Une version quasi définitive du mandat de la Commission européenne pour négocier un Partenariat transatlantique de commerce et d’investissement (PTCI, Transatlantic Trade and Investment Partnership, TTIP) entre l’Union européenne (UE) et les Etats-Unis, datée du 21 mai, a été récemment dévoilée par le blog netzpolitik.org. Traduite en français (lire ici), cette version consacre plusieurs paragraphes à un processus redoutable, nommé « règlement des différends » entre investisseur privé et État (Investor-State Dispute Settlement, ISDS). Cet arbitrage commercial international permet aux puissantes multinationales de contourner les tribunaux classiques respectueux de la souveraineté des États et de leurs droits nationaux, notamment sur la protection de l’environnement.

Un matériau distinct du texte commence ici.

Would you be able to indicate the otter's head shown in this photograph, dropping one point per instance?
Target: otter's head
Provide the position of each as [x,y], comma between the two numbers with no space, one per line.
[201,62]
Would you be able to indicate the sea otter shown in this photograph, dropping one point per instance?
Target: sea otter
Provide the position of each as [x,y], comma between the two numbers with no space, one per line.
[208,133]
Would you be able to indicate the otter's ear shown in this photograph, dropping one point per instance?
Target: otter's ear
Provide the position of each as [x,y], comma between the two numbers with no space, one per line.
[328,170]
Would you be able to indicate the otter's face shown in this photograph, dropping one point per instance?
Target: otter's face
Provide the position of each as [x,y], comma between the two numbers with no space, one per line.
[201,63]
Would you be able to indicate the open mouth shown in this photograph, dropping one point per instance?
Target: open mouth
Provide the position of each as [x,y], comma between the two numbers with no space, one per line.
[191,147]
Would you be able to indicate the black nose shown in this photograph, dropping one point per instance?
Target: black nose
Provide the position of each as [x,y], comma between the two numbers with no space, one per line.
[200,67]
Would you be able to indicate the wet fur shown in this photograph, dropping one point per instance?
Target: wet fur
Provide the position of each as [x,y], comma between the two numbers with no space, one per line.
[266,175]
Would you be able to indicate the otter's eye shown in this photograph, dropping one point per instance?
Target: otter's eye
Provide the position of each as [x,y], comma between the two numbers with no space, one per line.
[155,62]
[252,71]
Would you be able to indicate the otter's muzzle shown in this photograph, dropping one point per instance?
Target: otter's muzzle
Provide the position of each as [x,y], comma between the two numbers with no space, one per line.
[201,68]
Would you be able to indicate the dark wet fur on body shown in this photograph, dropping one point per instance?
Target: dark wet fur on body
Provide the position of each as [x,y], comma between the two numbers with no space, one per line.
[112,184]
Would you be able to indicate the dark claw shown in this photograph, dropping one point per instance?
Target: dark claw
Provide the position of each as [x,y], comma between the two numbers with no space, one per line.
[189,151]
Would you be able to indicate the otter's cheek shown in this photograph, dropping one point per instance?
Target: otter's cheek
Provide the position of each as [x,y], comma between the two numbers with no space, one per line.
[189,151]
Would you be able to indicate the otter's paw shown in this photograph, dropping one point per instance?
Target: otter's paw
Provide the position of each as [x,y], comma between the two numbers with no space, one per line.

Dans les dernières lignes du mandat de la Commission, sous le chapitre intitulé : « Cadre institutionnel et dispositions finales », il est indiqué que l’accord de libre échange entre l’UE et les États-Unis « comprendra un mécanisme de règlement des différends approprié ». Ce quasi fait accompli apparaît à un autre endroit du mandat, dans la partie concernant le commerce des services et la protection des investissements : l’accord « devrait viser à inclure un mécanisme de règlement des différends investisseur-Etats efficace ». Le terme est utilisé à plusieurs reprises : la Commission souhaite ainsi inclure « le règlement des différends d’État à État, [qui] ne devrait pas interférer avec le droit des investisseurs d’avoir recours à des mécanismes de règlement des différends investisseur-État ». Ainsi, cette procédure initiée par l’Accord général sur les tarifs douaniers et le commerce (GATT) et son successeur, l’Organisation mondiale du Commerce (OMC) « devrait fournir aux investisseurs un large éventail d’arbitrages actuellement disponibles en vertu d’accords bilatéraux d’investissement des États membres ».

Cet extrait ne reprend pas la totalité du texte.